Yes. We support using dask.distributed for distributing jobs among many computers. To install the necessary packages, run pip install dask distributed.

Here's a piece of configuration that will use Dask workers to run the grid search:

'grid_search': {
    '__factory__': 'palladium.fit.with_parallel_backend',
    'estimator': {
        '__factory__': 'sklearn.model_selection.GridSearchCV',
        'estimator': {'__copy__': 'model'},
        'param_grid': {
            'C': [0.1, 0.3, 1.0],
        },
        'n_jobs': -1,
    },
    'backend': 'dask.distributed',
    'scheduler_host': '127.0.0.1:8786',
},

'_init_distributed': {
    '__factory__': 'palladium.util.resolve_dotted_name',
    'dotted_name': 'distributed.joblib.joblib',
},

To start up the Dask scheduler and workers you can follow the dask.distributed documentation. Here's an example that runs three workers locally:

$ dask-scheduler
Scheduler started at 127.0.0.1:8786

$ dask-worker 127.0.0.1:8786
$ dask-worker 127.0.0.1:8786
$ dask-worker 127.0.0.1:8786

If you want to interactively check components of your Palladium configuration, you can access Palladium's components as follows:

from palladium.util import initialize_config

config = initialize_config(__mode__='fit')
model = config['model']  # get model
X, y = config['dataset_loader_train']()  # load training data
# ...

You can also load the configuration to an interactive shell and access the components directly:

from code import InteractiveConsole
from pprint import pformat

from palladium.util import initialize_config

if __name__ == "__main__":
    config = initialize_config(__mode__='fit')
    banner = 'Palladium config:\n{}'.format(pformat(config))
    InteractiveConsole(config).interact(banner=banner)

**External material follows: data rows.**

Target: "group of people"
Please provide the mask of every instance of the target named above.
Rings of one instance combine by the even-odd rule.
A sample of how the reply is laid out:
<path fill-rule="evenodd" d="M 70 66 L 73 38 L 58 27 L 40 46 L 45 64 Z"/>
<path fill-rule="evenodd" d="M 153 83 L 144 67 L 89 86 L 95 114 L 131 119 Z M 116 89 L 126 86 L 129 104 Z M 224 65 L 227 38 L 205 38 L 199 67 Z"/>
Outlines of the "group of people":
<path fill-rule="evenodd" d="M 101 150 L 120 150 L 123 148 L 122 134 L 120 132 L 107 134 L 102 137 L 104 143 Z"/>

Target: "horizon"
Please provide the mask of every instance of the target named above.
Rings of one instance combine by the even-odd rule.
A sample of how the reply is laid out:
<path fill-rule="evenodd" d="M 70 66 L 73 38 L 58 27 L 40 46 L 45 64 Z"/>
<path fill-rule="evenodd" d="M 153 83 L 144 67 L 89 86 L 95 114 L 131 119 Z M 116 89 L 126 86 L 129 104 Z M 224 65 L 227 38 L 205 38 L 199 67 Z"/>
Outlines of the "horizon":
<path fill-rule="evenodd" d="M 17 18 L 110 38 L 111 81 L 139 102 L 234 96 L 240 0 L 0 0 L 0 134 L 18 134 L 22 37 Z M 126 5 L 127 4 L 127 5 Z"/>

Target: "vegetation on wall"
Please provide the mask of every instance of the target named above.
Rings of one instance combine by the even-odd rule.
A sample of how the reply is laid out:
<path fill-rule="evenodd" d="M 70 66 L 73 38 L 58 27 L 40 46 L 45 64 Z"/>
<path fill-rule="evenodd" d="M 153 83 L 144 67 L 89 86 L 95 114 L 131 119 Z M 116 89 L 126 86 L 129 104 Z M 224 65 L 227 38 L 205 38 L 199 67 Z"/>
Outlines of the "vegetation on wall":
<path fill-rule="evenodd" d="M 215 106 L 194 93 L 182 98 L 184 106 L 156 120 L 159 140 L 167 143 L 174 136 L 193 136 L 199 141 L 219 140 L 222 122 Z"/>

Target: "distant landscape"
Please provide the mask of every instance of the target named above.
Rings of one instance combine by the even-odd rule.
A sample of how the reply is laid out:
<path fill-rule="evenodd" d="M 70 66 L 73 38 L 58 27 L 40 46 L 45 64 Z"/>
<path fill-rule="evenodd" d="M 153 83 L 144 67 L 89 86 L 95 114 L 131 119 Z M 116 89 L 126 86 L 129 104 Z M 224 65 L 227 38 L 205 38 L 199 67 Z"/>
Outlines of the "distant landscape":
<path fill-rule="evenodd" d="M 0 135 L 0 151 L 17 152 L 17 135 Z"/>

In the interactive console, loading data and fitting a model can be done like this:

X, y = dataset_loader_train()
model.fit(X, y)

Note

Make sure, the PALLADIUM_CONFIG environment variable is pointing to a valid configuration file.

If you want to access the currently used model, you have to retrieve it via the process_store or you have to load it using the model persister:

from palladium.util import process_store
model = process_store.get('model')

from palladium.util import get_config
model = get_config()['model_persister'].read()

Note

get_config()['model'] might not return the current active model as the entries in the configuration are not updated after initialization.